Handicap International s’appuie sur un modèle écologique de compréhension du handicap : le processus de production du handicap. Ce modèle ne se focalise pas uniquement sur les causes ou les facteurs personnels conduisant à une situation de handicap. Il s’agit plutôt de prendre en compte la manière dont l’environnement constitue un obstacle ou devient un facilitateur pour une personne vivant avec différents types de déficiences et d’incapacités (sensorielles, physiques, intellectuelles ou psychiques). Nous avons donc choisi de travailler plus sur les effets des problèmes de santé mentale dans la vie sociale quotidienne des individus, en premier lieu sur les effets au niveau du tissu communautaire et social, que sur les causes en elles-mêmes.

La communauté possède en elle-même les ressources lui permettant de prendre soin des individus qui la composent. Nous accompagnons la communauté à réactiver, à travers par exemple des groupes d’entraide, les solidarités qui la traversent ou qui l’ont traversée. Par exemple, à l’effraction traumatique qui s’exprime de manière éclatée dans les différentes sphères de la vie quotidienne nous répondons par le renforcement du lien social et du pouvoir d’agir dans le quotidien des personnes à travers la mobilisation de différentes médiations culturelles, sociales, économiques. C’est cette manière de partir de l’environnement d’un individu pour impacter sa santé mentale que nous comprenons comme étant le « psychosocial ». Il serait cependant plus juste de parler d’approche écologique de la santé mentale.

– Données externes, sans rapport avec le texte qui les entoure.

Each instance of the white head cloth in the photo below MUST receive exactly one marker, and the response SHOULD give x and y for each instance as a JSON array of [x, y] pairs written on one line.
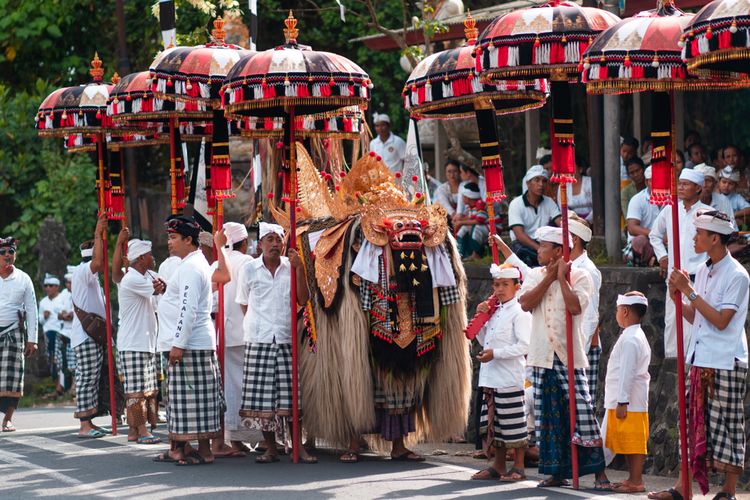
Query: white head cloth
[[694, 176], [730, 174], [137, 247], [504, 272], [707, 171], [235, 232], [631, 300], [266, 228], [551, 234], [51, 280], [713, 220]]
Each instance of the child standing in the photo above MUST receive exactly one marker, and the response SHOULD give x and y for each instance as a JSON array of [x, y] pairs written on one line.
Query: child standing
[[505, 343], [625, 426]]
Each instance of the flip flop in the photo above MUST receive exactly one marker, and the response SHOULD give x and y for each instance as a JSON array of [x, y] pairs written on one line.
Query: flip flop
[[92, 434], [148, 440], [193, 458], [492, 474]]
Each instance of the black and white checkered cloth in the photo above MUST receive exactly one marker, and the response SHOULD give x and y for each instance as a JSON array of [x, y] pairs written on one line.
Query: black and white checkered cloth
[[11, 363], [509, 417], [592, 372], [267, 385], [138, 371], [89, 360], [196, 401], [587, 431]]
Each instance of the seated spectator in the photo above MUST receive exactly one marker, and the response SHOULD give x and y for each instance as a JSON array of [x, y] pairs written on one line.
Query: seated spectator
[[636, 173], [447, 193], [529, 212], [728, 180], [471, 225], [710, 196], [639, 219], [580, 198]]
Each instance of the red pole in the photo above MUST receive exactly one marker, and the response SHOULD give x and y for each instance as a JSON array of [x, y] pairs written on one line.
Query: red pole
[[293, 283], [686, 483], [107, 302]]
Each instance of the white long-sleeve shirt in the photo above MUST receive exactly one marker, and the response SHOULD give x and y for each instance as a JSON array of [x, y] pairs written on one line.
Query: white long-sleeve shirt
[[627, 371], [507, 333], [194, 329], [17, 294], [662, 227]]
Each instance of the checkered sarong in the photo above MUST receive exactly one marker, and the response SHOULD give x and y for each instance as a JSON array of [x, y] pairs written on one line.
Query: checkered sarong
[[138, 371], [508, 417], [89, 360], [592, 372], [195, 401], [267, 387], [11, 363], [587, 431]]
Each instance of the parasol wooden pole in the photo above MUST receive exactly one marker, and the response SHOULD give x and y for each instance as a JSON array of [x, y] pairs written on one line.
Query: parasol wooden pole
[[172, 165], [293, 282], [686, 483], [107, 302]]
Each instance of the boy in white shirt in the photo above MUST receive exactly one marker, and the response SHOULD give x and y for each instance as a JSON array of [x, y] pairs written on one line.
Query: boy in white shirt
[[625, 426], [505, 342]]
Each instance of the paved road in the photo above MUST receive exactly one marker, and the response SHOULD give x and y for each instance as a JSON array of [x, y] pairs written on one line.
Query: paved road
[[44, 458]]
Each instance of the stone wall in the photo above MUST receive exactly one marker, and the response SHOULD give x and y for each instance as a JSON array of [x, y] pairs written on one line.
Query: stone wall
[[663, 444]]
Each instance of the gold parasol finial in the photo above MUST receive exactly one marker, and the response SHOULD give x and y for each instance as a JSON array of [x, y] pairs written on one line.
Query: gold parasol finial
[[470, 28], [219, 33], [96, 70], [291, 31]]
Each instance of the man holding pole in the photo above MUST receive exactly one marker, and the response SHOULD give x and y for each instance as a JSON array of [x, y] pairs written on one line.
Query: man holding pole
[[548, 295], [716, 306]]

Cette dimension est-elle intégrée dans chaque projet de Handicap International ? Si non, pourquoi ?

Nous proposons des activités psychosociales seulement lorsque les populations que nous rencontrons sont à risque ou montrent des signes de détresse psychologique. Il ne s’agit pas pour Handicap International de « psychologiser » l’aide au développement qu’elle peut proposer.

Comment Handicap International accompagne-t-elle ces populations en détresse psychologique ?

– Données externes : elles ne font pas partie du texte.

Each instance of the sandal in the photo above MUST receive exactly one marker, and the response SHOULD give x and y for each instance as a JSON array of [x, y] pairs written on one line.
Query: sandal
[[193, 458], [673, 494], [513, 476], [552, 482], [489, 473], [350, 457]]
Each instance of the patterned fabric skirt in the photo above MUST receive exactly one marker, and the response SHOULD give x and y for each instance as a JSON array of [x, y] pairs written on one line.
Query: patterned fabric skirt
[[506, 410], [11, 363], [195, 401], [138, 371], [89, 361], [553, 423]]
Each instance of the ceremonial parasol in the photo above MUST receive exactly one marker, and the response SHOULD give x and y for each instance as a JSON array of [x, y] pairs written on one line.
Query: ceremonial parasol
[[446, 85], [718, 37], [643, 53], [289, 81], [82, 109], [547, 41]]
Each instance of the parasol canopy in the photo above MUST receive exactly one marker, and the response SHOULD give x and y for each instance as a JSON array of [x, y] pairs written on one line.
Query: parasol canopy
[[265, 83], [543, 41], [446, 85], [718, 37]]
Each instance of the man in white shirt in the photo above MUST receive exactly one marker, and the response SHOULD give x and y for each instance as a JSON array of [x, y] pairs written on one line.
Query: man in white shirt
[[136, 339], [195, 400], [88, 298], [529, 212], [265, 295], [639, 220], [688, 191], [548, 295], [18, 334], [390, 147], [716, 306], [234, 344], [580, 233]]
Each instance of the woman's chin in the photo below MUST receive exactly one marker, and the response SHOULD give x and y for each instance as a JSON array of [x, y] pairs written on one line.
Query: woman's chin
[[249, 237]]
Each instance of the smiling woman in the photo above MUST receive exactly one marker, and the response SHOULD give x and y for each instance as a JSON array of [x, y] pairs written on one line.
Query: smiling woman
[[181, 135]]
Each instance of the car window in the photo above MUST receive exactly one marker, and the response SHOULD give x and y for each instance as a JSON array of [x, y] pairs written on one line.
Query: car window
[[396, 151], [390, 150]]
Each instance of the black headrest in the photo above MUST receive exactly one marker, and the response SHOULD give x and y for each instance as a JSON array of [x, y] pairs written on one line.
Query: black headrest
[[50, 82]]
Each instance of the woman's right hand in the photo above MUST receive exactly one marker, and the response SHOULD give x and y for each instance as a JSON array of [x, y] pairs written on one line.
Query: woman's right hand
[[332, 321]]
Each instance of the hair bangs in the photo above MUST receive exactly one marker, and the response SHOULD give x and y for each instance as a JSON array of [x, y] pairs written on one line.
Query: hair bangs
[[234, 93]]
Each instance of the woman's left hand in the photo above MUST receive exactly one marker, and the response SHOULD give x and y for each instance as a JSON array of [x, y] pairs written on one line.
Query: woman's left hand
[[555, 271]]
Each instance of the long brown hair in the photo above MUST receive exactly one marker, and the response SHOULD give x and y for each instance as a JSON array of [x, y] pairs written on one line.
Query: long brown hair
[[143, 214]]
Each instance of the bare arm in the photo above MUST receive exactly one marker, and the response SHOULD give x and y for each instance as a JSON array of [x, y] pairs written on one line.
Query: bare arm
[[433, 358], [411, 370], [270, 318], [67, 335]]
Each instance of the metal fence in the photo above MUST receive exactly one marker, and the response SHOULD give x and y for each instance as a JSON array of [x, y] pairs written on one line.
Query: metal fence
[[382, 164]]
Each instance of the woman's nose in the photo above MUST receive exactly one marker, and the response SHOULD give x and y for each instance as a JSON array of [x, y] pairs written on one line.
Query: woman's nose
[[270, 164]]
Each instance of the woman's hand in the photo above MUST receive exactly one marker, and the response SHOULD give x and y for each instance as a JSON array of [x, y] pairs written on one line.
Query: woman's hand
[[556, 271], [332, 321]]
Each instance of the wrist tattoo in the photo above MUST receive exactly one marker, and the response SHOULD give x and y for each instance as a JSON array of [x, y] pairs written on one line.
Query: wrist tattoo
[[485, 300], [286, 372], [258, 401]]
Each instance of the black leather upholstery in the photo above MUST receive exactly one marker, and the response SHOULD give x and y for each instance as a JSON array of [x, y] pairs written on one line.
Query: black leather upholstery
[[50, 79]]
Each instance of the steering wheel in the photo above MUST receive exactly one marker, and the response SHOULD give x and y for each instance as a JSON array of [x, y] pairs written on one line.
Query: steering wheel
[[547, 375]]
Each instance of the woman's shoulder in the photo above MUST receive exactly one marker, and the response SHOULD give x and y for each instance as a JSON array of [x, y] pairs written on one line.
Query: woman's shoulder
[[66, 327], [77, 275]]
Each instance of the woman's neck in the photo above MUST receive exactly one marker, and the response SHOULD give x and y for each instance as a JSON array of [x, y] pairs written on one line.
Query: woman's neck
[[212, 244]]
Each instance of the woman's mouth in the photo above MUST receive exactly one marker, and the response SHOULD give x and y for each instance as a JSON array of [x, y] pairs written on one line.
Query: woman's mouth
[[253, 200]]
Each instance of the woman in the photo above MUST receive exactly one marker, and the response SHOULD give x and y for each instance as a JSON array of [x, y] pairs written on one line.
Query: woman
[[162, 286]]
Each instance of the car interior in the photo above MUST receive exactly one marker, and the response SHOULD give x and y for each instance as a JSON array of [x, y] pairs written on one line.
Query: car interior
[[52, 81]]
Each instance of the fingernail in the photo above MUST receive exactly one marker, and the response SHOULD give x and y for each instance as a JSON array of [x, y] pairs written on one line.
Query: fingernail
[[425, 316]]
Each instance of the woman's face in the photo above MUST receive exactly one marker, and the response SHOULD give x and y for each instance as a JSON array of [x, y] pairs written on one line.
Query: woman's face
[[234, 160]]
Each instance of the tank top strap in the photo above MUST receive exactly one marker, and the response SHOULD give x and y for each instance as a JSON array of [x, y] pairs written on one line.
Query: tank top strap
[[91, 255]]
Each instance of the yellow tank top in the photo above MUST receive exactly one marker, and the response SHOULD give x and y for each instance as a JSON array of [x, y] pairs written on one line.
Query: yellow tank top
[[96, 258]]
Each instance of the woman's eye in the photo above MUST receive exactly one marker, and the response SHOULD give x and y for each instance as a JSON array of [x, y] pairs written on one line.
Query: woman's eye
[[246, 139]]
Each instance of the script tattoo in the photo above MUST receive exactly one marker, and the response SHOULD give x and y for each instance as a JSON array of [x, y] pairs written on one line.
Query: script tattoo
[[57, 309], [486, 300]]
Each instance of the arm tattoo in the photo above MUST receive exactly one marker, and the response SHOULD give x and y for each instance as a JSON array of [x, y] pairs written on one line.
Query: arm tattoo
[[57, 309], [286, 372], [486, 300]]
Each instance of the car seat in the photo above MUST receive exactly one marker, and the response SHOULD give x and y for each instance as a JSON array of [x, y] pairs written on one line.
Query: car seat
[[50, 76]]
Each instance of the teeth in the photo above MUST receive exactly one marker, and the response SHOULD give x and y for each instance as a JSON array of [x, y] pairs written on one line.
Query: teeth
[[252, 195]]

De manière générale, au premier abord, les porteurs de projets pensent que ces activités sont complexes, peu rentables et non pérennes. Par ailleurs, faire de la santé mentale et du soutien psychosocial touche à ce qu’il y a de plus intime dans l’humain. Nous intervenons majoritairement dans des contextes où la norme d’individuation dominante n’est pas celle d’un être humain qui devient lui-même par lui-même, autonome, responsable, émancipé, performant. La norme sociale est plus celle d’un être humain qui devient lui-même parce qu’il se structure à partir de codes moraux et socioculturels dont il ne cherche pas à s’extraire. Sans fétichiser les processus d’individualisation des populations partenaires de nos actions, nous tentons de partir de situations qui leur posent problèmes. Nous les accompagnons pour faire émerger des solutions, en ayant un regard attentif aux ressources disponibles, sur place, et en lien avec le plus d’acteurs locaux possibles. On se rapproche parfois de mécanismes propres au développement local. Cet accompagnement est avant tout une activité relationnelle qui vise à se donner du pouvoir mutuellement. C’est là qu’on pourrait parler d’empowerment, à la fois pour l’ONG, pour les populations en détresse psychologique, mais aussi pour les structures locales qui mettent en œuvre les actions au bénéfice de la population. Une fois cette relation établie, les deux parties sont en confiance et peuvent échanger sur des problématiques plus intimes.

En partant des problèmes en tout genre (économique, culturel, politique, familiaux, etc.) et en proposant un accompagnement centré sur la mobilisation des ressources de la communauté, pratiquer cette forme d’accompagnement psychosocial permet parfois de gagner la confiance des plus sceptiques. D’abord parce qu’ils font l’expérience, pour eux-mêmes, de ce que cet accompagnement peut apporter, notamment en termes de pouvoir d’agir. Et ensuite, parce qu’en travaillant sur les ressources de la communauté, cette approche à un impact à la fois sur la santé mentale des individus qui la composent et sur leurs ressources culturelles, sociales et économiques.